The fundamentals of persuasion surely date back in their most rudimentary forms to our prehistoric ancestors. The capacity for speech introduced, of course, certain necessary refinements. Yet, argumentation wasn’t universally recognized as an art until the philosophers got ahold of it. Aristotle astutely classified three modes of persuasion in his classic text, On Rhetoric; his classical analysis corresponds surprisingly well with our modern models of argumentation. In other words, we can find ethos, pathos, and logos used in both evidence and warrants to support claims.
Of the modes of persuasion furnished by the spoken word there are three kinds… Persuasion is achieved by the speaker’s personal character when the speech was so spoken as to make us think him credible…
Ethos describes an appeal to authority or credibility. The authority of the presenter obviously lends to the persuasive power of his or her argument, but ethos can also be established by evidence.
EVIDENCE: Ethos aligns most closely with Social evidence. Examples include quotes from experts, endorsements from authority figures, or support from groups with high credibility regarding an issue.
WARRANTS: Ethos warrants work to establish the authority or credibility of a source of evidence. Examples include appeals to authority or generalizations connecting one credible group to a larger population.
Secondly, persuasion may come through the hearers, when the speech stirs their emotions…
Pathos describes an appeal to feelings or emotion. Any emotion, positive or negative, will do as long as it is strong. However, these appeals only work when the audience shares these feelings.
EVIDENCE: Pathos aligns most closely with Experiential evidence, in that effective personal anecdotes include emotional appeals. Examples include specific stories and descriptions of shared experiences.
WARRANTS: Pathos warrants work to inspire a certain emotional response to an argument. Examples include appeals to specific principles, sympathies, antipathies, fears, or desires. Also common are generalizations connecting an individual’s personal feelings or sufferings to a more universal experience.
Thirdly, persuasion is effected through the speech itself when we have proved a truth or an apparent truth by means of the persuasive arguments suitable to the case in question.
Logos describes an appeal to logic.
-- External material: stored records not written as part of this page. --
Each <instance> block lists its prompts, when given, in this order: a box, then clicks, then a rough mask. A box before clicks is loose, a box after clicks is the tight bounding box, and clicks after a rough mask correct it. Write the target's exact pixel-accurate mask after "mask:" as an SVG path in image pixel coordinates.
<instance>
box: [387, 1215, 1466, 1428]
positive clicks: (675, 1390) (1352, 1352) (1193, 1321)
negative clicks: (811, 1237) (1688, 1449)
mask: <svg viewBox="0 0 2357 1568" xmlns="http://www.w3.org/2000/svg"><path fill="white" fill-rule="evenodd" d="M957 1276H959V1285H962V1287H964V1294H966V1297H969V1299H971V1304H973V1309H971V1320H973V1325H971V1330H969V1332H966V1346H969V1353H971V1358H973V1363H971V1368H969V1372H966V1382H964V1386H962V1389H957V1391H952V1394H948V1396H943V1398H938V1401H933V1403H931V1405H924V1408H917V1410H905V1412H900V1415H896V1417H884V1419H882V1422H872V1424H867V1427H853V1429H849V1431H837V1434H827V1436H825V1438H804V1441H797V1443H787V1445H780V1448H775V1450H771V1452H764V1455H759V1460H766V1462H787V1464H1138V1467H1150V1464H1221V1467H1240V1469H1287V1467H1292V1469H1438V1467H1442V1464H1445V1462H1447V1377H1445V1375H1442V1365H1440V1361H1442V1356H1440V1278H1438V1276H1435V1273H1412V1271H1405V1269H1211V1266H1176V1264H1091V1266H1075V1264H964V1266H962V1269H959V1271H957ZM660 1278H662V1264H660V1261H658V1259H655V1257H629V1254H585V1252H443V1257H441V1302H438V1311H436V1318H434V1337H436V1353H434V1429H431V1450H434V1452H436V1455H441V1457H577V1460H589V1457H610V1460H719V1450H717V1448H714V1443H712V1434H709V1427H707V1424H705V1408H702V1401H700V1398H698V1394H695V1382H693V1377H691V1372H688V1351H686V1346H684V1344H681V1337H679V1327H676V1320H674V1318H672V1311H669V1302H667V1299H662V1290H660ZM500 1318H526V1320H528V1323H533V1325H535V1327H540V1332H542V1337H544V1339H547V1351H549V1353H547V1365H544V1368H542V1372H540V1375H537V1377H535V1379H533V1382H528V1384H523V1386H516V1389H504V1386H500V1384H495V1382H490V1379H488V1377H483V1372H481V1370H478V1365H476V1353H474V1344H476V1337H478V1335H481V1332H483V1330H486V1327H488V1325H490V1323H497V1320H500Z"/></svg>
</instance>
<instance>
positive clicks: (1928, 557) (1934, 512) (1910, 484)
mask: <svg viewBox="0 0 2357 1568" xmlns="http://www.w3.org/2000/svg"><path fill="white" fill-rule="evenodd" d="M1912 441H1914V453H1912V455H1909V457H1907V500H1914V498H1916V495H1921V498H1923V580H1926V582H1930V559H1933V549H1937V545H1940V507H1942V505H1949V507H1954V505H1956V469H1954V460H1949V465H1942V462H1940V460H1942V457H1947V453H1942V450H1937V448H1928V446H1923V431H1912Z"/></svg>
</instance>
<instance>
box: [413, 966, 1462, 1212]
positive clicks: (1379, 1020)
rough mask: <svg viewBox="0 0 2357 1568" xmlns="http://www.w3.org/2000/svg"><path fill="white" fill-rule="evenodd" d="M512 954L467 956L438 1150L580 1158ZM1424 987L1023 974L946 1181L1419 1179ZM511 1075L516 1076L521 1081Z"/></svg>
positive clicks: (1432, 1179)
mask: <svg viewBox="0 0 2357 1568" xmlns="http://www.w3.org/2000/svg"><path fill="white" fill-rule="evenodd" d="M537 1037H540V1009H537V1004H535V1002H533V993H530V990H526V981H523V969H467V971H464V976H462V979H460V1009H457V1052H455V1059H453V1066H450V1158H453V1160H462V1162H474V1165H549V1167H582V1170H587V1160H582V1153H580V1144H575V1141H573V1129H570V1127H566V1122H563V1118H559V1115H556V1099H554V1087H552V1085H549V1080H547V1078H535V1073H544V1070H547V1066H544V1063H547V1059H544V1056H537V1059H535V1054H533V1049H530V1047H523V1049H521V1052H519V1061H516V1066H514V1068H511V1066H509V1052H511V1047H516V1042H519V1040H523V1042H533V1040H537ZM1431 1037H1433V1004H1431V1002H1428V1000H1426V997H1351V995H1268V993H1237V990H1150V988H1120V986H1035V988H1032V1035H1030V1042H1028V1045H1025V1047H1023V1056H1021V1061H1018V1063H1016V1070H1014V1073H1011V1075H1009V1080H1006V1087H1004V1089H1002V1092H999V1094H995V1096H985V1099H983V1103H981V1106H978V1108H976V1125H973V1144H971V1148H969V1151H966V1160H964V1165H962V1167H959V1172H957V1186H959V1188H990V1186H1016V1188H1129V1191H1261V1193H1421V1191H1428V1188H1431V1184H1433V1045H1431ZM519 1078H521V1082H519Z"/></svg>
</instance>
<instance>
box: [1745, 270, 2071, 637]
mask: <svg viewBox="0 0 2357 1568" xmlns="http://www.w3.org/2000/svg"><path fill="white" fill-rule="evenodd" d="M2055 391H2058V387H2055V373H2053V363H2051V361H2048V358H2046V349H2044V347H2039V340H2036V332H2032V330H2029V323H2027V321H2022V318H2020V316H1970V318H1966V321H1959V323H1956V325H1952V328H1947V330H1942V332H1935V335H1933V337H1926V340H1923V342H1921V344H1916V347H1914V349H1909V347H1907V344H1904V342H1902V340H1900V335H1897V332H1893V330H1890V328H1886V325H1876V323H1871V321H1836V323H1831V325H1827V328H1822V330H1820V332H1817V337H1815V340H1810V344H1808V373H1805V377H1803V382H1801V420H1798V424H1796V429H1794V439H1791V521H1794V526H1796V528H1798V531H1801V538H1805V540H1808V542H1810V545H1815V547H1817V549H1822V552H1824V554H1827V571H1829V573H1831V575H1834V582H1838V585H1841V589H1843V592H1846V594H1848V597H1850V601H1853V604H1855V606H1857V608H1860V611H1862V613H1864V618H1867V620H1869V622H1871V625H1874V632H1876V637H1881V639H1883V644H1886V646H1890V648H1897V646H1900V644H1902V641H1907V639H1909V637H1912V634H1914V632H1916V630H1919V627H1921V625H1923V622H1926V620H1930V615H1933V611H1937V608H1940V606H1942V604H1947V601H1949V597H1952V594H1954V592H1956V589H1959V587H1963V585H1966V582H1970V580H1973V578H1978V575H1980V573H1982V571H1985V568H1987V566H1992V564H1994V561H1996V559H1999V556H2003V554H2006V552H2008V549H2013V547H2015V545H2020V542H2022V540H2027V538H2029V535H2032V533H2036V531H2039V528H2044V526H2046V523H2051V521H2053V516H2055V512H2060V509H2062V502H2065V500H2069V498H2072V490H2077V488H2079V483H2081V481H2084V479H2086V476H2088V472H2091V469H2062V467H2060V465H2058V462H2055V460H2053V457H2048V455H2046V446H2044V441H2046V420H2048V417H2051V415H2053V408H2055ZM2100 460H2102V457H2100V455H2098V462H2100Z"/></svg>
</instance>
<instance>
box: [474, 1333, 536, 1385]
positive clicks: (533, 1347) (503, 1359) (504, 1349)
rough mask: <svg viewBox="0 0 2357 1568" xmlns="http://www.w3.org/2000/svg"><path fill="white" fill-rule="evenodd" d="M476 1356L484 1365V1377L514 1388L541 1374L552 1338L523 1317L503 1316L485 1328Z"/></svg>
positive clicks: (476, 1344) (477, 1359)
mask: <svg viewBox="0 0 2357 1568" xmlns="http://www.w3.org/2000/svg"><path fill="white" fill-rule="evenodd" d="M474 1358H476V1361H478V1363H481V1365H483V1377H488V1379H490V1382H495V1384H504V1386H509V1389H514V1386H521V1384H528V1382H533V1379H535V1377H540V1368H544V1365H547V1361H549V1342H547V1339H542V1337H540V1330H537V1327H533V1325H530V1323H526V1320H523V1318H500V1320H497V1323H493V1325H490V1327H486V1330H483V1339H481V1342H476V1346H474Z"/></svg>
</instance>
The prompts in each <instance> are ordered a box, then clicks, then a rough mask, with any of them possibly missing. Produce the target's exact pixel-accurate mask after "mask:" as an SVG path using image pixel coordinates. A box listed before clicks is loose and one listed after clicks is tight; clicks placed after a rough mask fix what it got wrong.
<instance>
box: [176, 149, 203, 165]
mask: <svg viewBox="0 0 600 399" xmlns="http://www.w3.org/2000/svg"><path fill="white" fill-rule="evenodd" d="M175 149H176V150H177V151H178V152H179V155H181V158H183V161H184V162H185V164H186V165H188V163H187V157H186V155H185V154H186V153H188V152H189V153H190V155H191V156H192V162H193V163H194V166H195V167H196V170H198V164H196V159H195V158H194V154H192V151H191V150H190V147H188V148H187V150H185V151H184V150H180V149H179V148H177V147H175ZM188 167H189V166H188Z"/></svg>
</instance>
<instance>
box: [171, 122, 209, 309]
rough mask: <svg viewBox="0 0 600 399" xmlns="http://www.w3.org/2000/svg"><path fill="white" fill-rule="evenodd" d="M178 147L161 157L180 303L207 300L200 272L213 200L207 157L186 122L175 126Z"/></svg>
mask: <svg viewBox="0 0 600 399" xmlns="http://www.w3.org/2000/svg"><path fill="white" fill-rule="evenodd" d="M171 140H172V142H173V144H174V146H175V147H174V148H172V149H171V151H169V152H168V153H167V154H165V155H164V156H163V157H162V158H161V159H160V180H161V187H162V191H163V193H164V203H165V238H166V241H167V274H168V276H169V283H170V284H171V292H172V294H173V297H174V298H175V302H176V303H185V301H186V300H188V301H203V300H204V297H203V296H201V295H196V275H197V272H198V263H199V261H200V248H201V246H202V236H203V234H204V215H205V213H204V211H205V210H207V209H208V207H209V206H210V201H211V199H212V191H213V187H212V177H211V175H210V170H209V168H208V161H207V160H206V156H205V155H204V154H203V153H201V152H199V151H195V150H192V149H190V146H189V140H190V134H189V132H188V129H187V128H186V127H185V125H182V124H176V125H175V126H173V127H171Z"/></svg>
Facts are extremely persuasive because they are, at least ostensibly, true. Arguments lacking logos often fail to persuade over the long term.
EVIDENCE: Logos aligns most closely with Factual evidence. Examples include citations of fact, figures, or research.
WARRANTS: Logos warrants work to establish both the indisputable nature of factual evidence and its relevance to the claim. Such warrants are critical because a given fact, accepted or not, may fail to support a point. Examples include logical reasoning, cause and effect relationships, and rational analogies.
Ethos, pathos, and logos manifest not only in substance but also in the style a speaker or writer chooses when delivering an argument: choose your words and tone deliberately. No argument should depend solely on one of these modes of persuasion. Instead, try to implement all three to ensure that your argument resonates on a logical, emotional, and authoritative level.